In the test, mmsearch-r1-7b performed better than other search-type baselines of the same size and almost matched the performance of the larger rag-based 32B model. Most importantly, it accomplishes this while reducing the number of search calls by 30%. This shows that the model not only provides accurate answers, but does it more effectively. The performance of the framework is evaluated by a variety of knowledge-intensive tasks, and the search behaviors learned demonstrate efficiency and reliability. The researchers also constructed and shared a comprehensive dataset, FACTUALVQA (FVQA), which includes search requirements and search-free samples. This balanced dataset is essential for guiding the model to distinguish when external data is needed.
Overall, the study addressed the actual weaknesses of current LMMs by training them to have selective and intentional training when using external searches. Instead of passively retrieving information, Mmsearch-R1 encourages the model to act with intention, thereby improving the quality and efficiency of responses. The solution marks a shift in the way AI systems are designed as a shift in interacting with the world by learning to understand that they don’t know and respond accordingly.
Check Paper and github pages. All credits for this study are to the researchers on the project.
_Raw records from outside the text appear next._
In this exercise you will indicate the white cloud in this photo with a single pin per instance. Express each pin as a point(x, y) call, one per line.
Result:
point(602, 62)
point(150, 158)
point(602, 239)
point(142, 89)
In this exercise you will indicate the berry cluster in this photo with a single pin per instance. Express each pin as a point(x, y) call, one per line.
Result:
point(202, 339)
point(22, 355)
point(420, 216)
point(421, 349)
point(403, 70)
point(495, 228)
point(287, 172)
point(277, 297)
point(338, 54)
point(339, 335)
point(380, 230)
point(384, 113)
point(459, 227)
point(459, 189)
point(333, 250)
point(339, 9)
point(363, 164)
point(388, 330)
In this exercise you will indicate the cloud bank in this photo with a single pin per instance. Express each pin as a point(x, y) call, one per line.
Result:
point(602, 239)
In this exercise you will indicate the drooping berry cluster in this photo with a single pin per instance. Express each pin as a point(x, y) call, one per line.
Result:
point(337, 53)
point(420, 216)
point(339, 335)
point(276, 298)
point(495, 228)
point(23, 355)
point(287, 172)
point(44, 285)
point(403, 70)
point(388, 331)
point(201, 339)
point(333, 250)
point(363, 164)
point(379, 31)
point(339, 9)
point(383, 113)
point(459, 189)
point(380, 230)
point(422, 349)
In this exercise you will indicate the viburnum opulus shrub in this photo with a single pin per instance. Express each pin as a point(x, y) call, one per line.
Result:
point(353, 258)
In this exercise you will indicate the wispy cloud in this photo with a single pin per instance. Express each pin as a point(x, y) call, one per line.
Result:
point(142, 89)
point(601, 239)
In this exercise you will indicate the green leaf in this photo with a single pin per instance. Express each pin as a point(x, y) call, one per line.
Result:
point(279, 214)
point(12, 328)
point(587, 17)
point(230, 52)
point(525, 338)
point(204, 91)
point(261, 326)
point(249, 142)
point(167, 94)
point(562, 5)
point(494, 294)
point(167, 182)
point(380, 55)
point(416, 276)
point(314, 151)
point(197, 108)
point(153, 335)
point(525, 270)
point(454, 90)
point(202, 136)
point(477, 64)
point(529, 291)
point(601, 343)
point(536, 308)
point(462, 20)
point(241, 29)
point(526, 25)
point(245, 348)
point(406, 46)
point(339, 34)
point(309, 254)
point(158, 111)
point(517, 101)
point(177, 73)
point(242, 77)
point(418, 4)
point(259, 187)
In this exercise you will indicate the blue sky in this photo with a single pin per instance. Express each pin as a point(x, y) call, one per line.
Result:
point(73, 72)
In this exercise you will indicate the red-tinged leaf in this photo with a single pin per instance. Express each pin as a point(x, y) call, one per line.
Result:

If you plan to do a product launch/release, fundraising, or just target the traction of developers, help you achieve that goal effectively.

Nikhil is an intern consultant at Marktechpost. He is studying for a comprehensive material degree in integrated materials at the Haragpur Indian Technical College. Nikhil is an AI/ML enthusiast and has been studying applications in fields such as biomaterials and biomedical sciences. He has a strong background in materials science, and he is exploring new advancements and creating opportunities for contribution.